Kedudukan Hisab dalam Pandangan Syaikh Ali Jum’ah
Dalam konteks perdebatan tersebut, Syaikh Prof. Dr. Ali Jum’ah memberikan apresiasi kuat terhadap penggunaan ilmu hisab dalam penentuan awal bulan Hijriah. Menurut beliau, hisab memiliki tingkat akurasi yang tinggi karena berbasis pada perhitungan astronomis yang bersifat ilmiah, sistematis, dan dapat diuji. Oleh sebab itu, hisab memiliki kedudukan penting bahkan cenderung lebih kuat dalam aspek kepastian dibandingkan metode rukyat.
Kelemahan Rukyat dan Aspek Objektivitas Ilmiah
Syaikh Ali Jum’ah menjelaskan bahwa rukyat bersifat inderawi dan sangat bergantung pada kondisi pengamat. Faktor cuaca, atmosfer, keterbatasan penglihatan manusia, serta kondisi geografis dapat mempengaruhi hasil pengamatan hilal. Karena itu, rukyat memiliki potensi ketidakpastian yang lebih besar dibandingkan hisab yang berbasis data matematis dan astronomis.
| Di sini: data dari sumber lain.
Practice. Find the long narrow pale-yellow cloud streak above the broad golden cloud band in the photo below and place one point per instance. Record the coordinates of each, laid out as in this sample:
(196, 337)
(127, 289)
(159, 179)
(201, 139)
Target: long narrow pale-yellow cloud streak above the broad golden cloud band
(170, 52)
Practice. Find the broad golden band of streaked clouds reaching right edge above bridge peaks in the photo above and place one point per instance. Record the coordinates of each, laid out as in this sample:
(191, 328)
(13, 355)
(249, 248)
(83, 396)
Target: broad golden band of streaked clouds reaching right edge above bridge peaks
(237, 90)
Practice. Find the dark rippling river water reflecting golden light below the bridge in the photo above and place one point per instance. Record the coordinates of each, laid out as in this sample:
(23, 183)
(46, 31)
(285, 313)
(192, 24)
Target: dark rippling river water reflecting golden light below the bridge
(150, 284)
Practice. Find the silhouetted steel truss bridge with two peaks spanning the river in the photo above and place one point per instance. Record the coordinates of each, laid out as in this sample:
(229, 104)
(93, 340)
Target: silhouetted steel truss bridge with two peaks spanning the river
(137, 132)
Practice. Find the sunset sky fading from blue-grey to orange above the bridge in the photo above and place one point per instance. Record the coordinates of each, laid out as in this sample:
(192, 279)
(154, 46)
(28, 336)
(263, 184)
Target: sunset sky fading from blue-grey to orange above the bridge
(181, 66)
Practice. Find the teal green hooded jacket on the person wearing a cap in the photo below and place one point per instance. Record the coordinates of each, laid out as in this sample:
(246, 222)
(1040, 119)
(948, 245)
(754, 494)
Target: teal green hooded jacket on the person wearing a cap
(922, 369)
Hilal sebagai Fenomena Astronomis
Menurut beliau, hilal merupakan fenomena astronomis yang dapat diprediksi secara ilmiah. Dengan perkembangan ilmu falak modern dan teknologi observasi, posisi bulan dan kemungkinan terlihatnya hilal dapat dihitung dengan sangat presisi. Hal ini memperkuat argumentasi bahwa hisab memiliki peran penting dalam penentuan kalender Islam.
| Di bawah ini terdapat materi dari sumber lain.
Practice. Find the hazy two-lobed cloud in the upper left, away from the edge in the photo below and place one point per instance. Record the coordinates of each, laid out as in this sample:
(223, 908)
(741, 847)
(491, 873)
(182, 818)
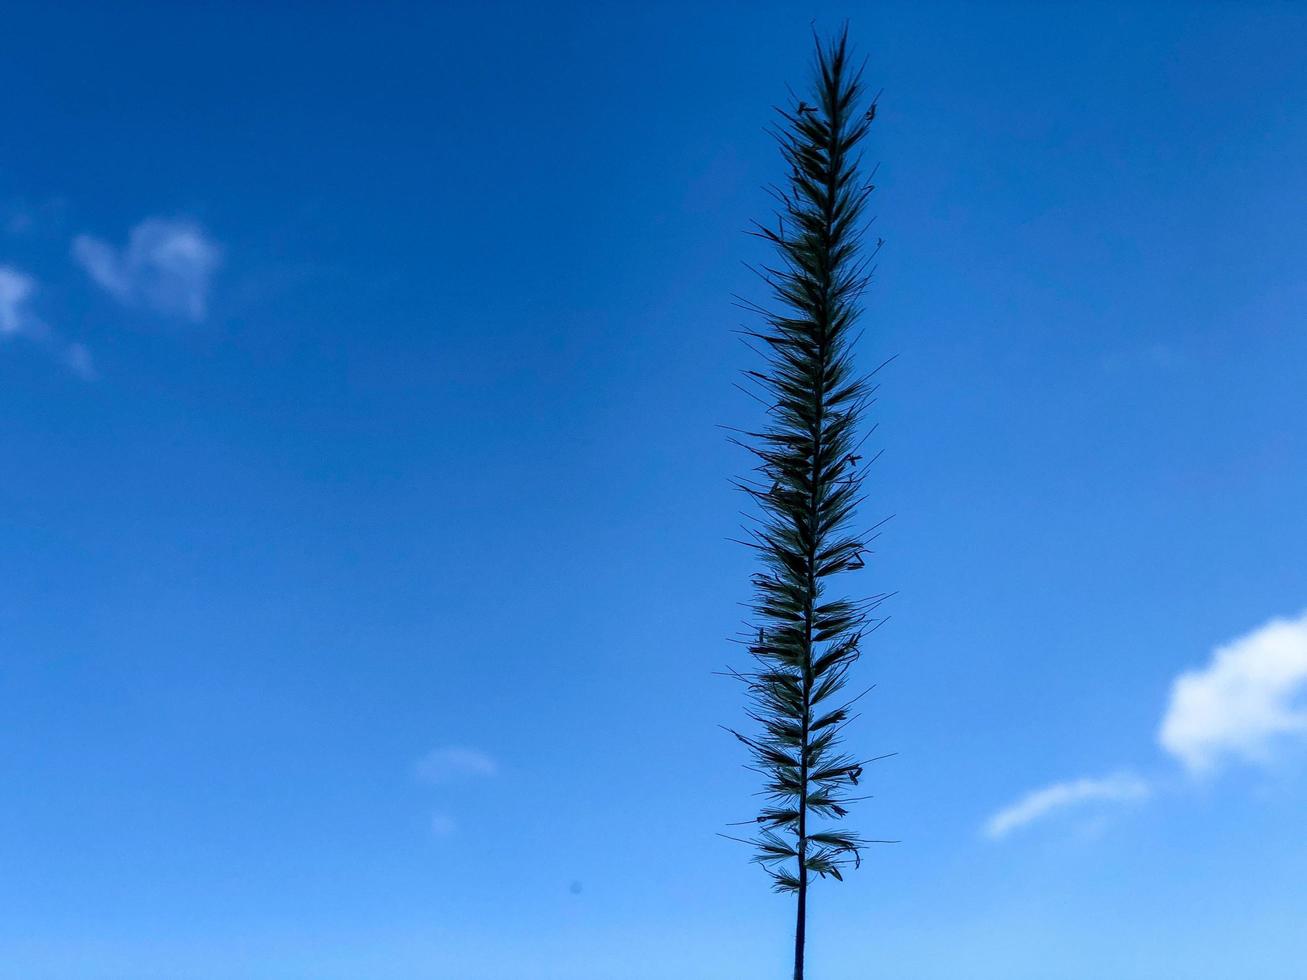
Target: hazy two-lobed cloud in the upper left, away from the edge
(168, 266)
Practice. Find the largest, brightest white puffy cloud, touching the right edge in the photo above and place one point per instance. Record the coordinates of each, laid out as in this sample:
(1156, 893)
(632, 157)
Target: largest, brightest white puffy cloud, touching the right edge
(1246, 702)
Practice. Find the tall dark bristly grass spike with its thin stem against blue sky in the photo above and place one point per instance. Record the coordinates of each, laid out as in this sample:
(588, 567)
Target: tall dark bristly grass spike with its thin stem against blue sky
(808, 484)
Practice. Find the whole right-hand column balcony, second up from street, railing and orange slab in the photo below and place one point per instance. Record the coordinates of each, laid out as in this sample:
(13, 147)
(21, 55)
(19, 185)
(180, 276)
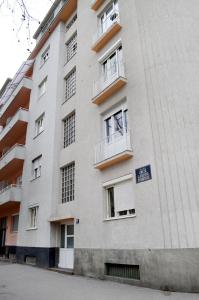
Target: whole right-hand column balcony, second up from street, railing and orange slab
(109, 83)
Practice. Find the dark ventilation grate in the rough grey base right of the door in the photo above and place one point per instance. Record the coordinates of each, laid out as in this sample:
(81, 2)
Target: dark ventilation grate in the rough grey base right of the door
(123, 271)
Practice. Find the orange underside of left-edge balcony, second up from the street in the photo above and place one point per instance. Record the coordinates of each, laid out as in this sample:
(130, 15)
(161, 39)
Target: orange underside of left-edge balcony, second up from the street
(14, 166)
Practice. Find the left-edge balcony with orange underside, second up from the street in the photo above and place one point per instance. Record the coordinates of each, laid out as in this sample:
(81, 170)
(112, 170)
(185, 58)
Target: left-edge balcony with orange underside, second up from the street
(12, 161)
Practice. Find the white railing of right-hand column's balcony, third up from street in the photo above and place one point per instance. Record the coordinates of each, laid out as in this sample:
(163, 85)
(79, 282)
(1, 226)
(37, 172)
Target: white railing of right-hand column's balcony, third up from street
(104, 26)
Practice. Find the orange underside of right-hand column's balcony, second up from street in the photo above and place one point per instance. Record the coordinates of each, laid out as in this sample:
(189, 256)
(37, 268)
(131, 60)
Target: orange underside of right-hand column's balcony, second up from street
(109, 91)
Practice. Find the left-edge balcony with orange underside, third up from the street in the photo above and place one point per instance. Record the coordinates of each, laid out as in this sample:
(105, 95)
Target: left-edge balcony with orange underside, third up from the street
(15, 129)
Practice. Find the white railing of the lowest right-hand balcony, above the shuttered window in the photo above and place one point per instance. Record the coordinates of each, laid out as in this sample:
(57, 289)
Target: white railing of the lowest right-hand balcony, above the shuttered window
(112, 145)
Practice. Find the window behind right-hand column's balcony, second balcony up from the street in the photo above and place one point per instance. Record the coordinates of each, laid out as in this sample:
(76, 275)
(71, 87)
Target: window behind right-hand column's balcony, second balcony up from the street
(112, 67)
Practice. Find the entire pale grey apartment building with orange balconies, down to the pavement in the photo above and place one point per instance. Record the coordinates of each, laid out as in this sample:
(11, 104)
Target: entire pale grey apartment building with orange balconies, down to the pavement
(100, 156)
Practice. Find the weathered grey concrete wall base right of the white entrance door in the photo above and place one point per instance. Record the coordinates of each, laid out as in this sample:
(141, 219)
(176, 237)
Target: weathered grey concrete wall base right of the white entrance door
(165, 269)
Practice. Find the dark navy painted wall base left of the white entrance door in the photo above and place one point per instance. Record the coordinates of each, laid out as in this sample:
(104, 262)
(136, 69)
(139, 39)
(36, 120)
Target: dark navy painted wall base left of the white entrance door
(41, 257)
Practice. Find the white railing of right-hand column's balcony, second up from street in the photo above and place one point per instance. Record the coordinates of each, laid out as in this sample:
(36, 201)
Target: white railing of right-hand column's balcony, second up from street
(108, 76)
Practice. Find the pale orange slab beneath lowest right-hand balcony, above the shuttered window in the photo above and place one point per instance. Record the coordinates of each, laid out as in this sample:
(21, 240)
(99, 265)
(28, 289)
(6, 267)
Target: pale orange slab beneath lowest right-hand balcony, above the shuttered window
(114, 160)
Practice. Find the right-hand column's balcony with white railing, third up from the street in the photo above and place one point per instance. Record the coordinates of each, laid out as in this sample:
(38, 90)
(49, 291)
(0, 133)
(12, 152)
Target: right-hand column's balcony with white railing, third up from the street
(107, 30)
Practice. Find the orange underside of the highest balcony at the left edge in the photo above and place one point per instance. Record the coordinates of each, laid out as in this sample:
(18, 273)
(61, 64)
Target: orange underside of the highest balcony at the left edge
(21, 100)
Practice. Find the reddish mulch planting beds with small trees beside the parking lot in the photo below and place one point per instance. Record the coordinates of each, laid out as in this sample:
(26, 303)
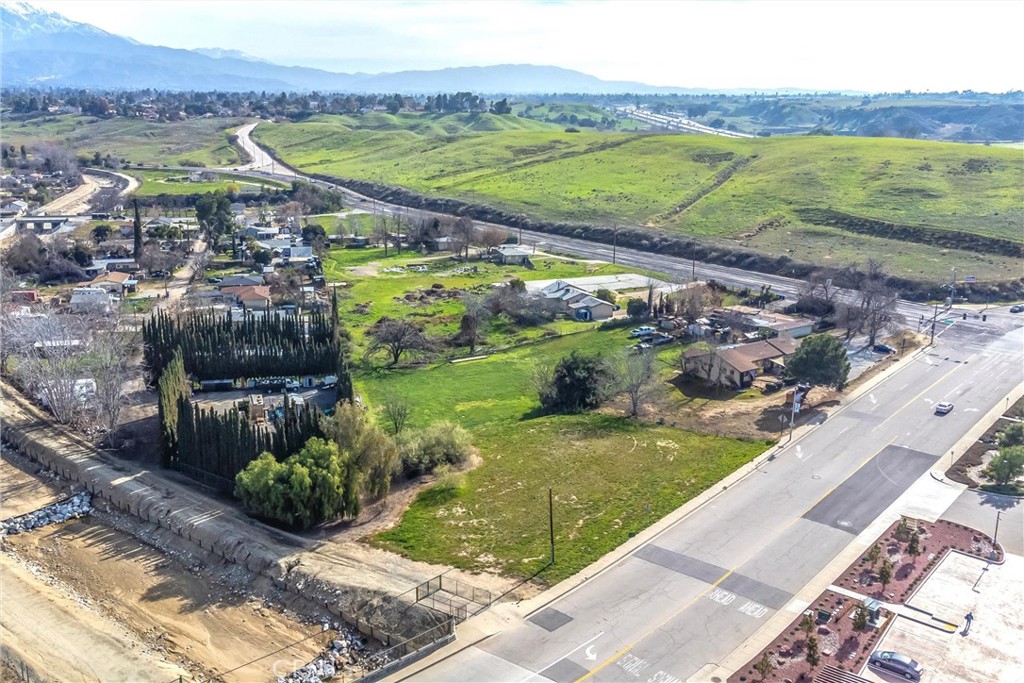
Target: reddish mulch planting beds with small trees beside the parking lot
(838, 628)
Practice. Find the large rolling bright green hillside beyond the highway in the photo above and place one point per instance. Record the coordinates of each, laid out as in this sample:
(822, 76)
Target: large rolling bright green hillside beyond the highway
(637, 180)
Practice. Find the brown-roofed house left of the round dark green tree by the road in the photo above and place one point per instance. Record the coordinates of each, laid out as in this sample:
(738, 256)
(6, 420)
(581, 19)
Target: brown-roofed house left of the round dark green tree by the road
(737, 366)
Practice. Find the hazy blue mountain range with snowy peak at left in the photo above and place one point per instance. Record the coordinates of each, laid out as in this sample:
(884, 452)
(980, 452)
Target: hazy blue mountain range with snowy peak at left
(44, 49)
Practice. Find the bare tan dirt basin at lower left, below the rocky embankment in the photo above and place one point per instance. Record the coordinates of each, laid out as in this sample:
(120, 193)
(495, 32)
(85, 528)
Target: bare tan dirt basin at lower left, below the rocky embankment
(87, 601)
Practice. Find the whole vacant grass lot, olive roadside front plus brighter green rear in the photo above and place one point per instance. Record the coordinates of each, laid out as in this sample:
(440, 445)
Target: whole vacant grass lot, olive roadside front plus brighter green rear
(611, 476)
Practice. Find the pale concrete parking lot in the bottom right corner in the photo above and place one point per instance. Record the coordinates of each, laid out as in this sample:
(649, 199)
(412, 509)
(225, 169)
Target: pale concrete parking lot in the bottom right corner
(993, 651)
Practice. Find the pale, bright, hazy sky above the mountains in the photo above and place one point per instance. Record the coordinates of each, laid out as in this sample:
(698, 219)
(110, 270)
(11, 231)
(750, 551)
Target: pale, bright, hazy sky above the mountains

Landasan Fikih dan Maqāṣid Syariah
Perbedaan pandangan dalam penentuan awal bulan, menurut Syaikh Ali Jum’ah, berakar pada perbedaan dalam memahami dalil-dalil syariat. Sebagian ulama berpegang pada pendekatan tekstual, sementara yang lain mempertimbangkan maqāṣid al-syarī‘ah, yaitu tujuan hukum Islam yang menekankan kemudahan dan kemaslahatan umat. Dalam konteks ini, penggunaan hisab dinilai sejalan dengan prinsip kemaslahatan tersebut.
Kesimpulan
Pemikiran Syaikh Ali Jum’ah menunjukkan adanya kecenderungan kuat untuk mengintegrasikan ilmu falak modern dengan prinsip-prinsip syariat Islam dalam penentuan awal bulan Hijriah. Hisab dipandang sebagai metode yang lebih akurat dan ilmiah dibandingkan rukyat, tanpa menafikan dasar-dasar syar’i yang melandasinya. Dengan demikian, pendekatan ini menawarkan solusi yang lebih objektif, presisi, dan sesuai dengan perkembangan ilmu pengetahuan modern, sekaligus tetap mempertimbangkan tujuan syariat dalam memberikan kemudahan bagi umat Islam.